Maternal antiretroviral therapy (ART) may be associated with adverse pregnancy outcomes including preterm delivery, stillbirth, low birth weight, and small for gestational age infants. Actual risks may be influenced by maternal factors, such as disease severity, gestational age at initiation of therapy, and specific ART regimen, therefore close fetal monitoring is recommended. Because there is clear benefit to appropriate treatment, maternal ART should not be withheld due to concerns for adverse neonatal outcomes. Long-term follow-up is recommended for all infants exposed to antiretroviral medications; children without HIV but who were exposed to ART in utero and develop significant organ system abnormalities of unknown etiology (particularly of the CNS or heart) should be evaluated for potential mitochondrial dysfunction. Hypersensitivity reactions (including hepatic toxicity and rash) are more common in women on NNRTI therapy; it is not known if pregnancy increases this risk.

The Health and Human Services (HHS) perinatal HIV guidelines note data are insufficient to recommend doravirine for pregnant females living with HIV who are antiretroviral naive, who have had ART therapy in the past but are restarting, who require a new ART regimen (due to poor tolerance or poor virologic response of current regimen), who are not yet pregnant but are trying to conceive, or who become pregnant during therapy. Pharmacokinetic studies of doravirine are not available to make dosing recommendations for pregnant females.

In general, ART is recommended for all pregnant females living with HIV to keep the viral load below the limit of detection and reduce the risk of perinatal transmission. Therapy should be individualized following a discussion of the potential risks and benefits of treatment during pregnancy. Monitoring of pregnant females is more frequent than in nonpregnant adults. ART should be continued postpartum for all females living with HIV and can be modified after delivery.
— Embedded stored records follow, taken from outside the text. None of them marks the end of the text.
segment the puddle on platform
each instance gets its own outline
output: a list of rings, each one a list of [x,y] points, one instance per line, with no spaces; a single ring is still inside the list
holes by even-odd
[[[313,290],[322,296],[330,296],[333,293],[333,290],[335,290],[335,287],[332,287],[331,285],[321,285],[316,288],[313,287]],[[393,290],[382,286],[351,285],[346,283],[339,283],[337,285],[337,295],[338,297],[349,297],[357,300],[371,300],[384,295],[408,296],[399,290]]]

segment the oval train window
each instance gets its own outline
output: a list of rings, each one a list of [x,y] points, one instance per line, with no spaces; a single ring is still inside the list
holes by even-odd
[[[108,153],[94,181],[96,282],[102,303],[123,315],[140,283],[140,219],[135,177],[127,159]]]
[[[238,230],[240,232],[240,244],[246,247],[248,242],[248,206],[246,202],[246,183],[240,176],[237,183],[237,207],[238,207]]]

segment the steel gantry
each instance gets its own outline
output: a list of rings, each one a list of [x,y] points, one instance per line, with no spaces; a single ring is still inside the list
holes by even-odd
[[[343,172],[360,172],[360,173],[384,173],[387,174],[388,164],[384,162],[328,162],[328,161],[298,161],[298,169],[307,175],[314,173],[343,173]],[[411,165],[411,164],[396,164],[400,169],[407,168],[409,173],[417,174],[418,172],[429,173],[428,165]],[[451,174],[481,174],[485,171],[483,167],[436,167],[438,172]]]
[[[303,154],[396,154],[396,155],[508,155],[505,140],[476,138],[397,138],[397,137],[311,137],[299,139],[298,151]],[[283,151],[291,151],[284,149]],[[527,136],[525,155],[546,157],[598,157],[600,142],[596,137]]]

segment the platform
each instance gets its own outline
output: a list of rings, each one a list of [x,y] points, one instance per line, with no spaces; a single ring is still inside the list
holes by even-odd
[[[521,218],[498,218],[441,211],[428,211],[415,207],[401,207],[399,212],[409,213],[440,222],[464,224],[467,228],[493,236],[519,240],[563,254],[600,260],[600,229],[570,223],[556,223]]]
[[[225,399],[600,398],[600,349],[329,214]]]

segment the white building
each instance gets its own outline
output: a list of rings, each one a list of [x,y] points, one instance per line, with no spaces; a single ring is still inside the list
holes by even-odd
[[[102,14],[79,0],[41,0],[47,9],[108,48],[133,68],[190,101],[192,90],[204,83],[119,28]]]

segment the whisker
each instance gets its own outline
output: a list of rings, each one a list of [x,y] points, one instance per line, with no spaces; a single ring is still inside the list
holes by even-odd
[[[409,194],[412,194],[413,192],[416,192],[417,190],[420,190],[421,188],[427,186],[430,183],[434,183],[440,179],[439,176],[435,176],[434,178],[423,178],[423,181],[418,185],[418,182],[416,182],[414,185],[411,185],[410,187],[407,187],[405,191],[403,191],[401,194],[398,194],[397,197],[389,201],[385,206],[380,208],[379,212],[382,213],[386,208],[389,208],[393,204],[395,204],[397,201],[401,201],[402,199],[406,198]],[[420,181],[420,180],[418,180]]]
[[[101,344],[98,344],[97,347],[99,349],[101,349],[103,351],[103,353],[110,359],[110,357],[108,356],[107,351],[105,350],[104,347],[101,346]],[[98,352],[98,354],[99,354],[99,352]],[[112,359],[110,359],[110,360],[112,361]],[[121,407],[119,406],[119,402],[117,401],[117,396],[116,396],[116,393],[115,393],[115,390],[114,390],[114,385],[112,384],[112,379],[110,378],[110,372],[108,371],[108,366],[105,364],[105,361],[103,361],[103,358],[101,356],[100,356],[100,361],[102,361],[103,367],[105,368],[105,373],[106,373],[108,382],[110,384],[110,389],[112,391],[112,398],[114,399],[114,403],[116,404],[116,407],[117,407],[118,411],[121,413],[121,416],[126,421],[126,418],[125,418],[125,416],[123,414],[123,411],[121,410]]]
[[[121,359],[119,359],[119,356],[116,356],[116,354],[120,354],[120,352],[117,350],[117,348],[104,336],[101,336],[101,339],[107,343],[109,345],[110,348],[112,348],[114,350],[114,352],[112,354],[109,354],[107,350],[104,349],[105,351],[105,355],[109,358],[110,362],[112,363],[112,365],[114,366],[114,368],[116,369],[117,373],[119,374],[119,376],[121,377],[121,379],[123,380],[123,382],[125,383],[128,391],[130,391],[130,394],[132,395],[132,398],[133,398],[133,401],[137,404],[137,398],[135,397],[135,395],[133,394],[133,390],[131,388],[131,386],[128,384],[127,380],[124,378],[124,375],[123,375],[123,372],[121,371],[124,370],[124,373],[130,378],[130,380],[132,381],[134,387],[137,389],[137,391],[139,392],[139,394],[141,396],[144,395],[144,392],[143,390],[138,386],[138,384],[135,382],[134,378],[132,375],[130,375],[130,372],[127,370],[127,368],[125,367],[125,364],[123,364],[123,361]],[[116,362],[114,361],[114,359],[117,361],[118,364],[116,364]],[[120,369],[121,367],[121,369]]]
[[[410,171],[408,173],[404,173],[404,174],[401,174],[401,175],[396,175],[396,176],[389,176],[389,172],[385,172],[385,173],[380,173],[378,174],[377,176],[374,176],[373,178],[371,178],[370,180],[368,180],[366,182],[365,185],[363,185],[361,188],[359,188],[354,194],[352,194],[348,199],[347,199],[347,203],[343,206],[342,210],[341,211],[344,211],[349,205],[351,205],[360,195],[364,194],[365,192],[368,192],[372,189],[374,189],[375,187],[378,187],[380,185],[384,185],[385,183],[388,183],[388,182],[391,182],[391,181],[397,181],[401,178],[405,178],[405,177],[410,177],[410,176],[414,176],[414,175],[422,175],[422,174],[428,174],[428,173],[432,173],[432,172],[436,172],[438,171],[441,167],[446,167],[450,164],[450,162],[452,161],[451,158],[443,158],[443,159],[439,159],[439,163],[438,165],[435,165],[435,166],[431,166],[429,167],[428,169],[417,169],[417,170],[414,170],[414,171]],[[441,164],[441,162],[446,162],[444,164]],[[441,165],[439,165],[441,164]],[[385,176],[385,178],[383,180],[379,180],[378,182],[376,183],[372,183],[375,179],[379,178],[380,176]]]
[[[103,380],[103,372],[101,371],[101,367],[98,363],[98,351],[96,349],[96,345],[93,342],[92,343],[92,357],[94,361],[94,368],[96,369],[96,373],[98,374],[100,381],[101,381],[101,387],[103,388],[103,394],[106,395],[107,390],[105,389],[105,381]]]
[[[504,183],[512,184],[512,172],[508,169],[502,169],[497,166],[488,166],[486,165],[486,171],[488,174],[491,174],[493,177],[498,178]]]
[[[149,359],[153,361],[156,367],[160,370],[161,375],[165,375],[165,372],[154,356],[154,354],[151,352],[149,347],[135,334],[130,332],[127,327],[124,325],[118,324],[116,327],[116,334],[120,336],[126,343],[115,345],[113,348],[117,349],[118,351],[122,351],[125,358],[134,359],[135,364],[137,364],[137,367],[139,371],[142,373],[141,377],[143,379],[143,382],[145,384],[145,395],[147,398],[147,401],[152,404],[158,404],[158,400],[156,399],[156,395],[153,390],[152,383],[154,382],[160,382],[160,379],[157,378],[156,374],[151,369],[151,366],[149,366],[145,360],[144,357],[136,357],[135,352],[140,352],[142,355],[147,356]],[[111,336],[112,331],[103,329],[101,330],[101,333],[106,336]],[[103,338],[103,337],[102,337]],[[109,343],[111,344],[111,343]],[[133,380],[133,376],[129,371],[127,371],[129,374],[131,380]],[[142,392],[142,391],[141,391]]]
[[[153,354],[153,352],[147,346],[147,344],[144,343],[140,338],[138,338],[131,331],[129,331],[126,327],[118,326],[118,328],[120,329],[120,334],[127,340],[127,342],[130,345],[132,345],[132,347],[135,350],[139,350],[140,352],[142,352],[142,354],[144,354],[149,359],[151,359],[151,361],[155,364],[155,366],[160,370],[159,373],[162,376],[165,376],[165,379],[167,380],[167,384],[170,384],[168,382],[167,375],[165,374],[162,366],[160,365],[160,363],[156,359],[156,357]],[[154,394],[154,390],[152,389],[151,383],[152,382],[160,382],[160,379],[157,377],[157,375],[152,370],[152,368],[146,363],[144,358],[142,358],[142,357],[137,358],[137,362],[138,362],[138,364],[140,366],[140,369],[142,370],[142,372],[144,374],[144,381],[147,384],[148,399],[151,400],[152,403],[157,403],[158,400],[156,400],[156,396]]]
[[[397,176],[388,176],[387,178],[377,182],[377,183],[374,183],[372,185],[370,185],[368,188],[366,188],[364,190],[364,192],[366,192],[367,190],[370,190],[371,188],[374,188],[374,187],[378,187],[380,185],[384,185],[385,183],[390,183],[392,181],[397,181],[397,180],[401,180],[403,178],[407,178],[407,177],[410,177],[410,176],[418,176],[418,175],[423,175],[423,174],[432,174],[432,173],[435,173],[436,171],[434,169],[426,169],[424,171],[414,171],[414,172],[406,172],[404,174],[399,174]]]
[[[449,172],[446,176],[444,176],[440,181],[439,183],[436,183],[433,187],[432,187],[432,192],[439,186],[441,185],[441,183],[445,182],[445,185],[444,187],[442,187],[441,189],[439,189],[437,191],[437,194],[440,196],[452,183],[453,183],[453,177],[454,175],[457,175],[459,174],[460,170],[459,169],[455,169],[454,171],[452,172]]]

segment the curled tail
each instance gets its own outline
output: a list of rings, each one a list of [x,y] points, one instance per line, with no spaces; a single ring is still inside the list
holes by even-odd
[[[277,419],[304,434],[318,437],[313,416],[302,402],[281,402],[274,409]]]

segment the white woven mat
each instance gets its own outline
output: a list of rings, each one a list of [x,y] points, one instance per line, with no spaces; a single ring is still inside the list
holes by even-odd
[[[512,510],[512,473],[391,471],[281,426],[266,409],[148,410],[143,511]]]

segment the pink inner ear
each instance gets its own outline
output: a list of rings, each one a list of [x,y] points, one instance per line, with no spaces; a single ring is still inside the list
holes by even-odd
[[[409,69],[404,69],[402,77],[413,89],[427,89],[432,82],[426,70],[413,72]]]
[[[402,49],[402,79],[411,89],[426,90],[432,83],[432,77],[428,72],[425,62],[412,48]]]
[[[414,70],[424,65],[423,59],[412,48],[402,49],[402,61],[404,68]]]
Health care providers are encouraged to enroll pregnant females exposed to antiretroviral medications as early in pregnancy as possible in the Antiretroviral Pregnancy Registry (1-800-258-4263 or http://www.APRegistry.com). Health care providers caring for pregnant females living with HIV and their infants may contact the National Perinatal HIV Hotline (1-888-448-8765) for clinical consultation (HHS [perinatal] 2019).

Patient Education

• Discuss specific use of drug and side effects with patient as it relates to treatment. (HCAHPS: During this hospital stay, were you given any medicine that you had not taken before? Before giving you any new medicine, how often did hospital staff tell you what the medicine was for? How often did hospital staff describe possible side effects in a way you could understand?)
• Patient may experience nausea, dizziness, nightmares, trouble sleeping, diarrhea, abdominal pain, headache, or loss of strength and energy. Have patient report immediately to prescriber signs of infection (HCAHPS).
• Educate patient about signs of a significant reaction (eg, wheezing; chest tightness; fever; itching; bad cough; blue skin color; seizures; or swelling of face, lips, tongue, or throat). Note: This is not a comprehensive list of all side effects. Patient should consult prescriber for additional questions.

Intended Use and Disclaimer: Should not be printed and given to patients. This information is intended to serve as a concise initial reference for health care professionals to use when discussing medications with a patient. You must ultimately rely on your own discretion, experience, and judgment in diagnosing, treating, and advising patients.